Business is business, and there are simple rules one can expect in any transaction — or at least there should be. Unfortunately, some in the Senate want to take away the right of American pharmaceutical companies to say “deal” or “no deal” when selling drugs to foreign countries. Today, the Senate is expected to vote on S. 1082. The vote will determine whether to authorize the importation of medicines from other countries. But hidden in an amendment to this legislation is a “forced sale” provision that would not only cause enormous harm to the health-care industry, but set a dangerous precedent for government interference into private business deals.
“Forced sale” is quite simple — the government forces an American company to sell its wares to any foreign firm planning to export those wares back to the United States. Not only would the U.S. company be unable to walk away from the table, but it would have to sell at the lowest price charged to any other firm in that country. Further, the quantity sold must be at least as large as that provided to any other foreign buyer in that country.
This forced-sale provision isn’t just anti-American. It’s an unprecedented intrusion of the federal government into the operations of U.S. companies.
Through forced sale, the government decides to whom a company will sell its goods, how much of those goods it will sell, and for what price. And if the company refuses to comply with the U.S. government’s requirements for its transactions and operations in the foreign market, it will be prosecuted in American courts under American law.
Sound kooky? It should, and it has been recognized as such throughout U.S. history.
Federal courts have traditionally protected patent and contract rights — the very rights under assault by a forced-sale provision. It’s common sense to think that a business has the right not to sell a product or the right “to exercise.discretion as to the parties with whom he will deal,” as the Supreme Court put it in 1919. But forced-sale provisions revoke these very integral principles of how business is conducted.
Proponents of forced sale argue that it’s the only way to make sure that pharmaceutical companies allow the free flow of their drugs from foreign markets, where prices are cheaper, to the American market, where brand-name drugs tend to cost more. It’s just free trade, they say.
To the contrary, it is just another form of government-managed trade.
The current prohibition against importation of pharmaceuticals back into the United States is controversial. But whatever one’s opinion on the economic justification for the current importation ban, no free-trader could possibly support coupling its repeal with a forced-sale provision.
If buyers of prescription drugs are to have the right to reimport prescription drugs back into the United States, then certainly sellers of prescription drugs must be free to determine the terms upon which they will export those drugs to begin with, including whether they will continue to export them at all and to whom they will sell them.
Otherwise, the U.S. government would simply be setting prices on drugs sold in America by importing foreign price controls into American regulatory law.

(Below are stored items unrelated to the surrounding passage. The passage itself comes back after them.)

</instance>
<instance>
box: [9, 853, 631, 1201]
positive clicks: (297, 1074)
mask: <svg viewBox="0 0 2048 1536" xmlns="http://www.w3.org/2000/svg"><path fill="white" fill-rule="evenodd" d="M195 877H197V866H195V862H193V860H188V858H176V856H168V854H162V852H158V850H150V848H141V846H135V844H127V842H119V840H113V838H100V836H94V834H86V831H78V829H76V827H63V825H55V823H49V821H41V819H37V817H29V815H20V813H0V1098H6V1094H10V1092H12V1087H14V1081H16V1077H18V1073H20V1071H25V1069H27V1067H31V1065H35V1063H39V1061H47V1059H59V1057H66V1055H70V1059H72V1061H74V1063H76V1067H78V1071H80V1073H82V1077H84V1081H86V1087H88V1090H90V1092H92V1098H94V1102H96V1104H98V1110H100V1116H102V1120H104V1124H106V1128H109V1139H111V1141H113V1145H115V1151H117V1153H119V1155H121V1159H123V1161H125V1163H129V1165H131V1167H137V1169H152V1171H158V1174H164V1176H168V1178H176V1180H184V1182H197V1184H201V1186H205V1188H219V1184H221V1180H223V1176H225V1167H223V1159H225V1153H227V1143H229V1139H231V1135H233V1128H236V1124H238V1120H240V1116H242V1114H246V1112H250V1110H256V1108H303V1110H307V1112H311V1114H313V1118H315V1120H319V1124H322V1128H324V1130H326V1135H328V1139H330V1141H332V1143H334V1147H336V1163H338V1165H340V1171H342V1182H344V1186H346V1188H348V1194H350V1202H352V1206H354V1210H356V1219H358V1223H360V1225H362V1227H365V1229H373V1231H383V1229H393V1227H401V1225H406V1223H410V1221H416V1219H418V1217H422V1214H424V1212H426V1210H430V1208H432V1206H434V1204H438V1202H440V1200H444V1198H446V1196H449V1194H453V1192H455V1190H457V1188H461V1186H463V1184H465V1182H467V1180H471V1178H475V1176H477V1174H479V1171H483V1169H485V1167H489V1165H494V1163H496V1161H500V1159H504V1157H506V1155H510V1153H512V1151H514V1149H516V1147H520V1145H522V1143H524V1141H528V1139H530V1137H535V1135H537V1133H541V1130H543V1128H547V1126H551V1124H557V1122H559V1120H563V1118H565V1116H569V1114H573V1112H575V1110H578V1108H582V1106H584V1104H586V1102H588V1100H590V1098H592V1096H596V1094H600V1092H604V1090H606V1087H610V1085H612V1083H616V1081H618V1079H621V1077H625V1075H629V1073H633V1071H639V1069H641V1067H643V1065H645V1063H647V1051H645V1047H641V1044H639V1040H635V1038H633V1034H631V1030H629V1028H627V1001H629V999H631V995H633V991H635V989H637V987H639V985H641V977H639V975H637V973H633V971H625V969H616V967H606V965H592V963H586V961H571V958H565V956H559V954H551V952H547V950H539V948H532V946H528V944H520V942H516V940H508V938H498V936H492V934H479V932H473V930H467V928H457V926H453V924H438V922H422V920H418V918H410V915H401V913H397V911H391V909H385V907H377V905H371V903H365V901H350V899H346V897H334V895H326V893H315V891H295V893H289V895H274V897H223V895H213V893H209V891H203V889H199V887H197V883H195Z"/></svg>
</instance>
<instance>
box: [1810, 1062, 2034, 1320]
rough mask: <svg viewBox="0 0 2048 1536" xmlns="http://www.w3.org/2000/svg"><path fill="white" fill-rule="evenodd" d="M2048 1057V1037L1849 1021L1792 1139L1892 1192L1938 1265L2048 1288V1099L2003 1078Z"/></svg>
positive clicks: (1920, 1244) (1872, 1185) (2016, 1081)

Free trade is based on the notion that buyer and seller mutually consent to a price. Drugs are cheap in foreign countries because foreign governments place Soviet-style price controls on the drugs in question. Most pharmaceutical companies play along with such mandated prices, selling a finite number of drugs to the foreign market in order to avoid having their patents revoked — and their products stolen — by foreign governments. It’s a consensual business deal, if a bit coerced.
On the other hand, instructing a pharmaceutical company to sell unlimited quantities of its drugs to a foreign firm at the price legally mandated in that country hardly constitutes a consensual transaction. Forced trade is far from free trade.
And the supposed justification for forced sale — that it will lead to lower drug prices for American consumers — doesn’t stand up under scrutiny. A London School of Economics study showed that, in Europe, which allows importation of drugs across national borders, middlemen made enormous profits transporting from low-price markets to high-price markets. Consumers, on the other hand, saw no savings.
After all, forced sale doesn’t mandate the price consumers will pay; it just mandates the price that the exporting middleman will pay.
If forced sale is crippling to American businesses and of no benefit to American consumers, then why would Congress try to enshrine such a principle into law? That’s a question that the Senate should seriously ponder today when confronted with the folly of forced sale.
– Lawrence A. Hunter is the former staff director of the Joint Economic Committee and the former chief economist of the U.S. Chamber of Commerce. He currently serves as a consultant to the pharmaceutical industry.